The Clubman Concept of a "club spec track" can be rendered in any layout and track type. However it is only valid for widespread comparison sake if every single "club spec track" is absolutely identical, down to the power sources, taps, wiring, racing direction, and timing system. Once you deviate from the spec the club-to-club comparisons become somewhat meaningless. The "club spec track" is still a viable concept if you really want to be able to compare your performance against other folks in distant places who you would otherwise be unable to race head to head against. The big question is who would buy into the concept and how widespread would the adoption be? In reality, it would probably be a very low number. If the governing body (who?) dictated something like Tomy track you'd get backlash from the elite clubs who are allergic to plastic. If you picked a low production custom like MaxTrax or TKO you'd be asking cash strapped clubs to fork over money that's in short supply. It comes down to an interesting concept that tickles our nostalgic inner child but has a hard time holding up to the cat herding reality that defines the nature of today's crop of HO enthusiasts.

But yeah, I was just like everyone else when I saw the Clubman ads in Car Model magazine and was dreaming up ways to invent ficticious fellow club members to qualify as a "club" so I could get one of those tracks. Aurora knew how to capture our imagination, even when the reality didn't quite live up to the glossy hype.


----------



## Stingray Johnny (Dec 5, 2020)

Jim Norton said:


> Many here are familar with The AFX Clubman track of the early 1970s.
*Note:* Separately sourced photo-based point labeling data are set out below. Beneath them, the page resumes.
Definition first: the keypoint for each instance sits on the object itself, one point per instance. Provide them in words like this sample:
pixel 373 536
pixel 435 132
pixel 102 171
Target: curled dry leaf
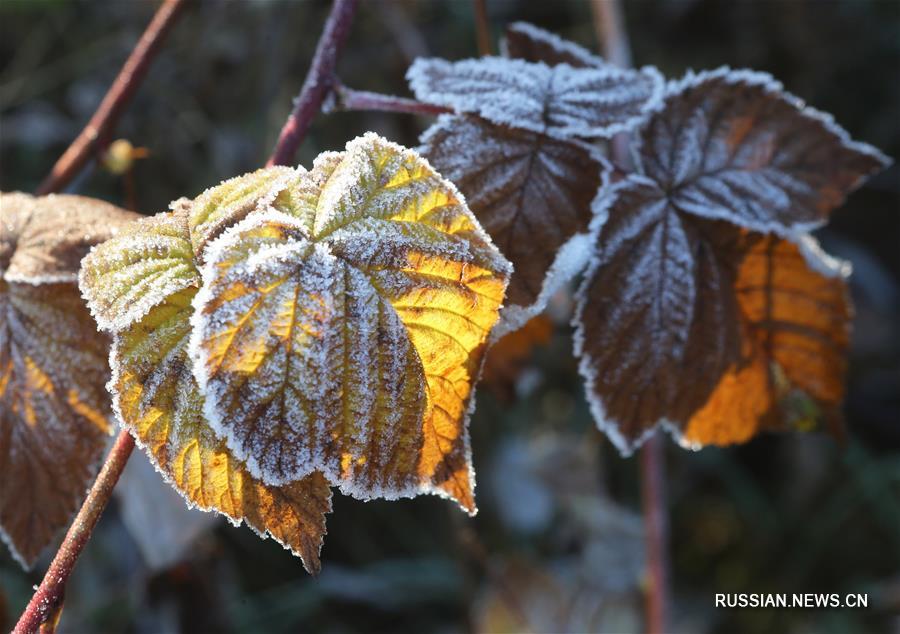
pixel 560 101
pixel 54 413
pixel 348 340
pixel 531 192
pixel 730 144
pixel 290 330
pixel 140 285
If not, it was a 4 lane club type raceway created by Aurora and Auto World. It fit on a table constructed of two 4 x 8 sheets of plywood.
> 
> The unique concept was that standard Clubman tracks could be built allowing racers to compete (with lap times) across the nation "by mail." I don't know if this really caught on but the Clubman and the concept were widely promoted by Auto World and (I have been told) Boy's Life magazine.
> 
> ...


I just built one using 9 inch straights instead of the 7's Works great!


----------